Einsperren -
Relikt voriger Jahrhunderte
von Frank Wellmann
"Wer Menschen
einsperrt wie Tiere, darf sich nicht wundern wenn sie sich nachher auch wie
Tiere benehmen."
Hans Seibert, Chef der Justizvollzugsanstalt "Ulmer Höh", findet
deutliche Worte für seinen Verdruss.
"Wir können froh sein, wenn wir unsere Häftlinge nicht mit mehr sozialen
Schäden entlassen, als sie bei Haftantritt schon hatten."
Der liberale
Gefängnisdirektor und der Diplom-Sozialwirt Heiner Pauli nahmen am Dienstag vor
gut 100 Besuchern einer Informationsveranstaltung des Liberale Gesprächskreises
für Frauen "Lib'elle" in der Gaststätte Pumpernickel kein Blatt vor
den Mund.
"Hinter Gittern das Leben draußen lehren zu wollen, wäre die Quadratur
des Kreises", sagt Seibert, unzufrieden mit der heutigen Form des
Strafvollzugs.
55 Nationalitäten
zusammen.
Vorab lieferte er konkrete Zahlen: Die 650 Untersuchungshäftlinge im
Männerhaus "Ulmer Höh" gehören 55 Nationalitäten an. Auf 2,3
Gefangene kommt ein Bediensteter, darunter fünf Psychologen, zwölf
Sozialarbeiter, vier Theologen und ein Mediziner.

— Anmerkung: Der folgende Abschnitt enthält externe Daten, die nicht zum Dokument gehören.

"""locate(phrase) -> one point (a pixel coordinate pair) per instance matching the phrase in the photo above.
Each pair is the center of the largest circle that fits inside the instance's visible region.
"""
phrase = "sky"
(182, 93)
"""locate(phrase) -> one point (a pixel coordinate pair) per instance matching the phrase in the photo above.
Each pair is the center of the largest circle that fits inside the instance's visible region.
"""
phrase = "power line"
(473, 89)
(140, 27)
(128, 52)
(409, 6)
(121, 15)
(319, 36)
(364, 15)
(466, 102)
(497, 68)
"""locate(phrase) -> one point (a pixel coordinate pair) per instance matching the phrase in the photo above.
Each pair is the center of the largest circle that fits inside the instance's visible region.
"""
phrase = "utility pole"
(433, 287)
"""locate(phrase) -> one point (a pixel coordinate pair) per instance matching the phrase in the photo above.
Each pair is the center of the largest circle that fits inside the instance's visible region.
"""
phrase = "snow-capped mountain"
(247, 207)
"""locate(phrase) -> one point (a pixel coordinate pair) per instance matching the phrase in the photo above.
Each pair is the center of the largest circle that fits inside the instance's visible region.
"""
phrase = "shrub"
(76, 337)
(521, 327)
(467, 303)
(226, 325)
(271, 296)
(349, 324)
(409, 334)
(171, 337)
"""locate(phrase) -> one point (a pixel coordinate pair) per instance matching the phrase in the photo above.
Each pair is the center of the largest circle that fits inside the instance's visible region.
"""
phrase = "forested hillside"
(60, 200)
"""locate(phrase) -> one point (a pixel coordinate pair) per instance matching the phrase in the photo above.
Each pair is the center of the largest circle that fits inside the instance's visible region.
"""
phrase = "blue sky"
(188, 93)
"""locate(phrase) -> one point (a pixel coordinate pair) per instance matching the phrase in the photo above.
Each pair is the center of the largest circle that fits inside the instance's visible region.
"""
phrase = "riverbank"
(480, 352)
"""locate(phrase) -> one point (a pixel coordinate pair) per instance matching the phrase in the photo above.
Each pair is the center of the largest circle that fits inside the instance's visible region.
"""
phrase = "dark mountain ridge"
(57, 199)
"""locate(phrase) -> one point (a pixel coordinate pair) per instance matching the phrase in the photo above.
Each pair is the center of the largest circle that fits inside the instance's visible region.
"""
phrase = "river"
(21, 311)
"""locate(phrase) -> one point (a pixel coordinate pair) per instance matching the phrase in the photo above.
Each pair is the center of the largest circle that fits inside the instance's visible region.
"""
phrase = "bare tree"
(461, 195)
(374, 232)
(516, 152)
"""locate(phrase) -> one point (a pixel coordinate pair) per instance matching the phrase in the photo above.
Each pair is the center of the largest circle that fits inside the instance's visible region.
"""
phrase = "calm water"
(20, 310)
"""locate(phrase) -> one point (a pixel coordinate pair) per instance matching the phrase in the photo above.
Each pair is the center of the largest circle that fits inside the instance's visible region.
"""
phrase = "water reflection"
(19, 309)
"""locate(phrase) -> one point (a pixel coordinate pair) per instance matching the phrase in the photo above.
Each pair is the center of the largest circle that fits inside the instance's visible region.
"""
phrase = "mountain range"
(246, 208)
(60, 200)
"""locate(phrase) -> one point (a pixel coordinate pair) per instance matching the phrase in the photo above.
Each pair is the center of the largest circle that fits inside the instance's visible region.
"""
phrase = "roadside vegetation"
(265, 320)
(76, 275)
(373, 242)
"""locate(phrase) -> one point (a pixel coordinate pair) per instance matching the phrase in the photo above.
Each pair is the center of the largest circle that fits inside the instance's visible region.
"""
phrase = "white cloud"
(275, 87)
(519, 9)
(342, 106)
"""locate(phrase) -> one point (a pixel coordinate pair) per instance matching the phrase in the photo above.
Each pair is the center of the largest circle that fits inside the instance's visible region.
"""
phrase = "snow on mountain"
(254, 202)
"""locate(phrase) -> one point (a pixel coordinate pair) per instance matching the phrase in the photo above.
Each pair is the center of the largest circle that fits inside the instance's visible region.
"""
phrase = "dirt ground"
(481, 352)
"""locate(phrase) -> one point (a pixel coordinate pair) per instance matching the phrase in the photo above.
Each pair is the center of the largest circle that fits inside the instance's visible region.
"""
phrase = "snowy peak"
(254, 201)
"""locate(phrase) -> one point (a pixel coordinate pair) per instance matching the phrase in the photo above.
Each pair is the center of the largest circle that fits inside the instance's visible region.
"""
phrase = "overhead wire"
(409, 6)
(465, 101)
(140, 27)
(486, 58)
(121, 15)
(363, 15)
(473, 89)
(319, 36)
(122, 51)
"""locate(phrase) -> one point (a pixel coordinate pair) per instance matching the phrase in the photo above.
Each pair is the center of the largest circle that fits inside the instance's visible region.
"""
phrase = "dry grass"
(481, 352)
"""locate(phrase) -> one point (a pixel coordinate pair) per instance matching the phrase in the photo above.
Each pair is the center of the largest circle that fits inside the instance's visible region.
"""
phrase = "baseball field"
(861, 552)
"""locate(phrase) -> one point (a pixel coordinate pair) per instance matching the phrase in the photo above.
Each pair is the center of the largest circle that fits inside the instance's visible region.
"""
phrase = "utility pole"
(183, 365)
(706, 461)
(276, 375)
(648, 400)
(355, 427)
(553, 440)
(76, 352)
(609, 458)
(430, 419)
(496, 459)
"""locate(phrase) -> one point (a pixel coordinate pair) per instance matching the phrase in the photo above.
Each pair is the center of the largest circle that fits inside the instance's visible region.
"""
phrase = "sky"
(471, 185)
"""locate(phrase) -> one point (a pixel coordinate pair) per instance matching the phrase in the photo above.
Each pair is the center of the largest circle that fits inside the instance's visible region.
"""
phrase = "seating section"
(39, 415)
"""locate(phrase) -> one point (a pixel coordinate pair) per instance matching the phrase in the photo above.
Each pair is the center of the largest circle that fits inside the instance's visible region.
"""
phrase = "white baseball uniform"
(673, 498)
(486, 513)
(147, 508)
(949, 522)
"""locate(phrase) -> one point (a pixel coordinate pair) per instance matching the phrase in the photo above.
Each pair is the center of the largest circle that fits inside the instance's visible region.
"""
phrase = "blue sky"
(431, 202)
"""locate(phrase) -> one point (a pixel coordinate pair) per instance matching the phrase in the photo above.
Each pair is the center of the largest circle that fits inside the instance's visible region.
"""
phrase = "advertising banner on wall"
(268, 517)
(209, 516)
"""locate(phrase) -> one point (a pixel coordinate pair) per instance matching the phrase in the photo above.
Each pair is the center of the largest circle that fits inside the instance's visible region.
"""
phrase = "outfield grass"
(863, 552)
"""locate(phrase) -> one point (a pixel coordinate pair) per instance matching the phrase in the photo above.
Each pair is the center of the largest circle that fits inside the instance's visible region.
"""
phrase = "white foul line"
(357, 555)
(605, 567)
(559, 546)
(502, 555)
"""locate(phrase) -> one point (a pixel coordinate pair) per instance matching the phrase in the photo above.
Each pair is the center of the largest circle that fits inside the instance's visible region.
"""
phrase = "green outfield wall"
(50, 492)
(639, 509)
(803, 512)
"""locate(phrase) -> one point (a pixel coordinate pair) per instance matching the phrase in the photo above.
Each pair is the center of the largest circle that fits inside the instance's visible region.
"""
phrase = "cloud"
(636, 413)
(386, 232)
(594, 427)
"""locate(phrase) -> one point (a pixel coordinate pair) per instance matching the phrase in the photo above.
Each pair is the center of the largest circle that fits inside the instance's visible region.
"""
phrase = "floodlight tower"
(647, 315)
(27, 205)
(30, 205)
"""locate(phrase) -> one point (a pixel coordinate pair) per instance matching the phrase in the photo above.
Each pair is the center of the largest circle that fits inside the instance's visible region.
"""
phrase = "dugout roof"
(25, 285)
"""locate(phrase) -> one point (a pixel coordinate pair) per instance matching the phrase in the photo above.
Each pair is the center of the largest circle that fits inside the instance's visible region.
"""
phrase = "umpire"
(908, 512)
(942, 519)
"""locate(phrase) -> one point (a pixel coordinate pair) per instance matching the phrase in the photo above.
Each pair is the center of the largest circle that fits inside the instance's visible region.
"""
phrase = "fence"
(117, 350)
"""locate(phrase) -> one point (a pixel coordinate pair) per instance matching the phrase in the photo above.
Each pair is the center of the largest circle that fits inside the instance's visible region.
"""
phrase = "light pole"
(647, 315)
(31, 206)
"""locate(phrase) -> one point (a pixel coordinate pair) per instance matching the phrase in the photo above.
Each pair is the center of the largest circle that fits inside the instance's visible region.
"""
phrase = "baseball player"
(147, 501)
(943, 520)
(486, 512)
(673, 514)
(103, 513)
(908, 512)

"Liberalen Strafvollzug finden alle toll, aber nur, solange alles gut geht, monierte Seibert, der die im Publikum geäußerte Kritik an zu freiem Strafvollzug mit Nachdruck zurückwies : Knast ist immer eine harte Sache, selbst wenn man die Handschellen mit Blumen behängt."
Für den Gefängnisdirektor ist das Phänomen "Einsperren" ein Relikt des vergangenen Jahrhunderts, das er am liebsten schnellstmöglich durch "offenen Vollzug" ersetzt sähe: "Nur wenn Gefangene tagsüber in normalen Betrieben arbeiten und nur zum Schlafen ins Gefängnis zurückkehren, lässt sich die Bildung einer gefährlichen Subkultur vermeiden und echte Resozialisierung ermöglichen."
Auch von der Wissenschaft
fühlt sich der Gefängnisdirektor im Stich gelassen :
Es wird viel Ideologie geliefert, aber keine Fakten.
Wir sollten uns schämen, das wir zwar den Mond erkunden, aber nicht kriminelle
Menschen behandeln wie Menschen.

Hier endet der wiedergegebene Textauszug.